Howdy Dave. Welcome to our forum. I'm here too.
I'd like to just add to what I've already said that before I used the book I could probably recognize about 700 kanji shakily and write a few hundred. I finished this book in about 3 months right before I came to Japan in July 2005. Thanks to the book I had great ease recognizing all the crazy symbols around me and figuring out the meanings for compounds I'd never seen before. Four months later, I took and passed JLPT level 2. Last October I scored 97% on Kanken Level 6, which requires being able to write 825 characters from memory and know their readings, compounds, and radicals. I also scored 70% on a sample test for level 5 (1006 characters) at the same time. Last December I passed JLPT level 1.

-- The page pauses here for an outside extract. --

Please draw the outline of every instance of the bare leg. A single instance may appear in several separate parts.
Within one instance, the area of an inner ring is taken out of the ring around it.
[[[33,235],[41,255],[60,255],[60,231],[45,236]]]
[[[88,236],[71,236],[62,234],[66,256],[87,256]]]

With enough review you will be able to write all 2042 characters from memory without much trouble. Just like with other study methods, there will be times when you forget which characters form a compound, but this book will make it much easier to retain the ability as long as you don't completely let your writing atrophy.
If you haven't already read the introduction and preface to the book, I recommend doing so. This PDF also contains the first section of the book:
http://www.nanzan-u.ac.jp/SHUBUNKEN/publ...sample.pdf
As a final note, one of the best things about this method is that it gives each character a unique tag (English keyword) in your head, to fix it in place. And the mnemonic stories you create link the character to its keyword. Thanks to that, it's relatively easy to distinguish 拾 and 給, or 縁, 禄, 録 and 緑 and remember which is which (禄 isn't actually in book 1; it's in book 3, but if you wanted to, you could apply the techniques to learn it as well).